Linux kernel 6.x changed that. It now strictly refuses to load any shared library that asks for an executable stack. When Python tries to import PyTorch, the kernel sees that flag, rejects the library, and you get the Invalid argument error above.

Your PyTorch installation did not break. Your kernel got stricter. The .so file just has a flag that needs to be cleared.


The Fix

You need a tool called patchelf. It can edit ELF binary files (the format Linux uses for executables and libraries) without recompiling anything.

Step 1 — Install patchelf

On Fedora / RHEL:

sudo dnf install patchelf

On Ubuntu / Debian:

sudo apt install patchelf

Step 2 — Clear the executable stack flag

Point it at the offending file inside your virtual environment:

patchelf --clear-execstack .venv/lib/python3.9/site-packages/torch/lib/libtorch_cpu.so

Adjust the path to match your Python version and virtual environment location.

Step 3 — Verify it works

python -c "import torch; print(torch.__version__)"

That should now print your PyTorch version without any errors.

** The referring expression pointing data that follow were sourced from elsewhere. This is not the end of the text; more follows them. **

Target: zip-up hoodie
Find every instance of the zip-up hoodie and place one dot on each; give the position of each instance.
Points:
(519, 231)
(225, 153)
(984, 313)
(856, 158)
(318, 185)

Why Not Just Use execstack?

There is another tool called execstack that does a similar job. However, libtorch_cpu.so is a very large file with an unusual internal layout — its sections are not stored in the standard order. execstack gets confused by this and exits with an error. patchelf handles it without complaints.


Will This Break Anything?

No. The executable stack flag was almost certainly set by accident during PyTorch’s build process, not because the library actually needs an executable stack to function. Clearing the flag tells the kernel “this library does not need to execute code from the stack,” which is the correct and more secure behavior. PyTorch works perfectly fine after the change.


One Thing to Keep in Mind

This is a change to the installed file on disk. If you recreate your virtual environment or reinstall PyTorch, you will need to run the patchelf command again. You could add it as a post-install step in your setup script to avoid surprises.


Newer PyTorch releases (2.x and above) have already fixed this in their build pipeline, so if you are able to upgrade, that is the cleanest long-term solution. But if you are stuck on an older version for compatibility reasons, patchelf gets you running again in seconds.